Comment un cuiseur à riz a inspiré la pochette du "Aladdin Sane" de Bowie ?

Toutes les pochettes d’album de David Bowie ont marqué leur époque. Celle de “Aladdin Sane”, sorti en 1973, encore plus que les autres. Elle marque la création d’un nouveau personnage, qui a donné son nom à l’album, avec un maquillage très particulier. Et forcément, Bowie a pris soin de laisser un message caché derrière cette pochette culte.
  • Oui, l'énorme éclair rouge et cette larme au bas du cou ne sont pas arrivés là par hasard. Et non, à l’origine, ce ne sont pas des idées de Bowie. La photo pour la pochette de “Aladdin Sane” a été prise par Brian Duffy au studio Trident, en plein cœur de Londres, seulement trois mois avant la sortie de l’album. Pour créer cette cover, Bowie a fait appel au célèbre photographe, mais aussi à Pierre Laroche (maquilleur) et Philip Castle (graphiste). Une équipe d’Avengers sans qui “Aladdin Sane” ne serait jamais né.

    Lorsque Duffy s'installe pour le shooting en janvier 1973, Bowie est en train d’enregistrer le morceau Let’s Spend the Night Together qui finira sur l’album. Il aura fallu plusieurs heures de discussion entre le photographe, le chanteur et le maquilleur pour arriver au résultat final. A ce moment-là, Duffy est déjà connu dans le monde entier. Dans le livre Duffy/Bowie, Tony Defries (le manager de David) explique pourquoi avoir choisi ce type : "Faire appel à un photographe de renommée mondiale pour photographier Bowie et concevoir la pochette était le meilleur moyen de faire passer un message fort. Brian avait la capacité de rendre une image banale intéressante, puis une image intéressante fascinante."

    Mais comment cet éclair est arrivé sur le visage de Bowie ? Pour ce drôle de maquillage, Duffy s’est tout simplement inspiré du cuiseur à riz qui se trouvait dans le studio Trident au moment du shooting. A la base, les traits devaient être beaucoup plus petits. Lorsque le photographe a vu Pierre Laroche commencer à maquiller le chanteur, il lui a ordonné de les grossir afin qu’ils traversent toute sa figure. Après plus d’une heure de travail, Laroche finit de farder David Bowie. Résultat : l’éclair traverse l’intégralité du front et de la joue gauche du chanteur, le tout entièrement fait au rouge à lèvres. Chaque détail sur le visage du musicien est plus qu’essentiel pour Brian Duffy, qui lui a même demandé de se raser les sourcils pour l’occasion et de se vêtir uniquement d’un slip blanc.

    Lors du shooting de la cover de “Aladdin Sane”, Bowie est entouré des meilleurs dans leurs domaines avec Laroche et Duffy.
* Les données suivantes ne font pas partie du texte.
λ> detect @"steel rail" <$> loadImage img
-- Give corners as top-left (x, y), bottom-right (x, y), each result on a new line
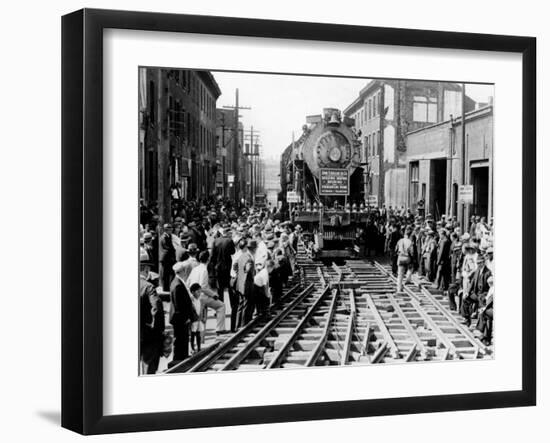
top-left (365, 293), bottom-right (400, 358)
top-left (187, 283), bottom-right (301, 372)
top-left (372, 261), bottom-right (459, 358)
top-left (371, 341), bottom-right (388, 363)
top-left (386, 292), bottom-right (427, 359)
top-left (219, 284), bottom-right (316, 371)
top-left (338, 289), bottom-right (356, 365)
top-left (340, 313), bottom-right (355, 365)
top-left (417, 284), bottom-right (487, 356)
top-left (360, 323), bottom-right (372, 356)
top-left (405, 344), bottom-right (418, 362)
top-left (305, 288), bottom-right (339, 366)
top-left (266, 286), bottom-right (331, 369)
top-left (374, 260), bottom-right (481, 354)
top-left (348, 288), bottom-right (357, 314)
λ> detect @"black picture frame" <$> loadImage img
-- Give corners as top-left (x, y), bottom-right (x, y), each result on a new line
top-left (62, 8), bottom-right (536, 435)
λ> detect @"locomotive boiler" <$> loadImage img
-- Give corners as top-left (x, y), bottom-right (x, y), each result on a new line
top-left (281, 108), bottom-right (370, 259)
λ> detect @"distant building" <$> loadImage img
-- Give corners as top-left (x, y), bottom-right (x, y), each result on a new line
top-left (344, 80), bottom-right (475, 209)
top-left (139, 68), bottom-right (221, 221)
top-left (216, 108), bottom-right (246, 201)
top-left (405, 105), bottom-right (493, 225)
top-left (263, 158), bottom-right (282, 207)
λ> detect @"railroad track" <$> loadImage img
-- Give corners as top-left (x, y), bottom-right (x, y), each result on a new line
top-left (178, 253), bottom-right (491, 373)
top-left (343, 260), bottom-right (490, 362)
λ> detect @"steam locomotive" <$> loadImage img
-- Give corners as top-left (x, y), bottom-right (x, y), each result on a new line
top-left (280, 108), bottom-right (371, 259)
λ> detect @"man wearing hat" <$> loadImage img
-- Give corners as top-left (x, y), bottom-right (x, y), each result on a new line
top-left (210, 227), bottom-right (236, 325)
top-left (434, 229), bottom-right (451, 290)
top-left (187, 221), bottom-right (205, 251)
top-left (170, 262), bottom-right (198, 361)
top-left (254, 231), bottom-right (269, 268)
top-left (140, 252), bottom-right (165, 374)
top-left (476, 275), bottom-right (494, 345)
top-left (142, 231), bottom-right (158, 272)
top-left (449, 232), bottom-right (462, 285)
top-left (461, 253), bottom-right (492, 326)
top-left (236, 240), bottom-right (256, 326)
top-left (159, 223), bottom-right (176, 291)
top-left (422, 229), bottom-right (436, 281)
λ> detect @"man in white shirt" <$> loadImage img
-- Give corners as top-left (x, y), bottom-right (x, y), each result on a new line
top-left (253, 259), bottom-right (275, 318)
top-left (179, 243), bottom-right (199, 282)
top-left (187, 251), bottom-right (228, 334)
top-left (254, 232), bottom-right (268, 268)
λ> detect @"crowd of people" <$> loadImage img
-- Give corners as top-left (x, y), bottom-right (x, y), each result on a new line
top-left (355, 209), bottom-right (495, 347)
top-left (139, 196), bottom-right (495, 374)
top-left (139, 197), bottom-right (300, 374)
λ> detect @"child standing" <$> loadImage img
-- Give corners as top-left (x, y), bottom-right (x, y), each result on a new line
top-left (189, 283), bottom-right (207, 352)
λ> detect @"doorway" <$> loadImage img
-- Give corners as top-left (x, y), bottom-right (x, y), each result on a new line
top-left (471, 166), bottom-right (489, 218)
top-left (430, 159), bottom-right (447, 219)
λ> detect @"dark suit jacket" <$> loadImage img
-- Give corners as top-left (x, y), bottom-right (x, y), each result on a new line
top-left (169, 277), bottom-right (197, 326)
top-left (468, 265), bottom-right (492, 301)
top-left (159, 233), bottom-right (176, 264)
top-left (236, 251), bottom-right (255, 295)
top-left (140, 277), bottom-right (165, 347)
top-left (437, 237), bottom-right (451, 265)
top-left (210, 236), bottom-right (236, 279)
top-left (188, 227), bottom-right (206, 251)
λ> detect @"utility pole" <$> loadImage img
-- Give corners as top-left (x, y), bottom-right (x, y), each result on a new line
top-left (223, 89), bottom-right (250, 204)
top-left (157, 68), bottom-right (171, 225)
top-left (220, 112), bottom-right (226, 198)
top-left (461, 83), bottom-right (467, 230)
top-left (244, 127), bottom-right (261, 206)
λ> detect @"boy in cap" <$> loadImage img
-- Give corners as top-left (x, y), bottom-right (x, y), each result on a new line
top-left (188, 283), bottom-right (207, 352)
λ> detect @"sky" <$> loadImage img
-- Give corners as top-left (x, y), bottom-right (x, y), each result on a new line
top-left (212, 71), bottom-right (494, 162)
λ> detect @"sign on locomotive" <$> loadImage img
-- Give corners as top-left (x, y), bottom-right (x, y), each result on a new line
top-left (319, 168), bottom-right (350, 196)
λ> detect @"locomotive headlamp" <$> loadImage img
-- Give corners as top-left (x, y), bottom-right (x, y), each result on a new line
top-left (328, 146), bottom-right (342, 162)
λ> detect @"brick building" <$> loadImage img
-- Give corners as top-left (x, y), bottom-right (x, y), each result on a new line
top-left (216, 108), bottom-right (245, 201)
top-left (139, 68), bottom-right (221, 222)
top-left (344, 80), bottom-right (475, 209)
top-left (405, 104), bottom-right (493, 226)
top-left (263, 158), bottom-right (280, 208)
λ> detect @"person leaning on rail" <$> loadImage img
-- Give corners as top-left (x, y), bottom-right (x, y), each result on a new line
top-left (187, 251), bottom-right (229, 335)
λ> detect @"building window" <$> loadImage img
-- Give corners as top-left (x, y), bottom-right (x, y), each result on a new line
top-left (368, 134), bottom-right (372, 156)
top-left (367, 98), bottom-right (371, 120)
top-left (364, 136), bottom-right (369, 160)
top-left (410, 161), bottom-right (420, 205)
top-left (373, 95), bottom-right (377, 117)
top-left (148, 80), bottom-right (155, 121)
top-left (413, 96), bottom-right (438, 123)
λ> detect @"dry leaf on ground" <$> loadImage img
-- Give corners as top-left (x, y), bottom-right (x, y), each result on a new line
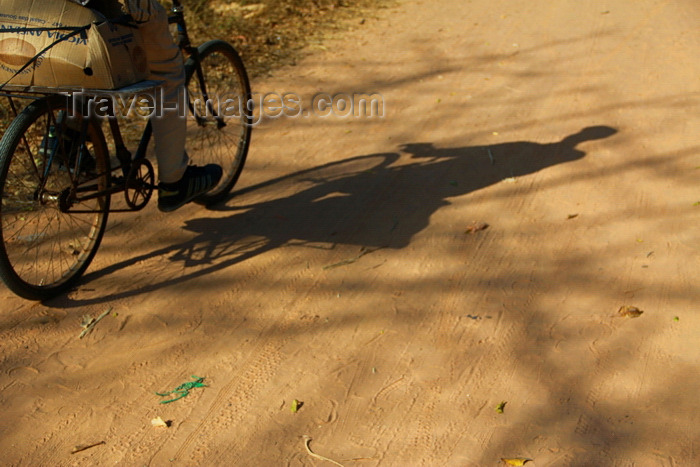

Mais ce n’est pas tout puisque l’homme chargé de la post-production de la photo n’est autre que Philip Castle, déjà derrière l’affiche d'Orange Mécanique. L’artiste anglais s’est occupé d’arranger la coiffure de Bowie et surtout d’ajouter la larme sur la gauche de son torse (là aussi une idée de Brian Duffy).

    En 1973, le chanteur anglais commence à devenir une star internationale et il a du mal à gérer sa célébrité. “Je voulais faire des concerts pour chanter mes morceaux, mais d'un autre côté, je ne voulais pas vraiment me retrouver dans ce tour bus avec tous ces gens bizarres. Aladdin Sane se situe entre les deux.” Plus qu’un personnage, il représente en réalité l’état d’esprit de David Bowie à l’époque. D’un côté un gros éclair synonyme de succès et de notoriété, et de l’autre une larme en train de couler sur son torse, représentant l’envers du décor et la tristesse de Bowie.

    Pierre Laroche est surtout connu pour avoir fait le maquillage des personnages du film The Rocky Horror Picture Show, mais il a également bossé avec Madonna, les Stones ou Michael Jackson. Après cette séance photo légendaire, il suivra Bowie sur toute la fin du Ziggy Stardust Tour en 1973 en tant que maquilleur personnel. Quant à Brian Duffy, il fera également les pochettes de “Lodger” et “Scary Monsters (and Super Creeps)” pour le chanteur. Par la suite, ils deviendront très proches ; le fils du photographe expliquant que David Bowie venait même régulièrement dîner chez eux.

    Selon son créateur, le personnage d’Aladdin Sane n’est autre que la version américaine de Ziggy Stardust. En effet, tous les morceaux de cet album ont été écrits lors de sa tournée américaine de 1972. “Aladdin Sane” s'est écoulé à plus de 4,5 millions d’albums, faisant de ce disque un des plus gros succès de la carrière de Bowie. Et sa pochette n’y est pas pour rien.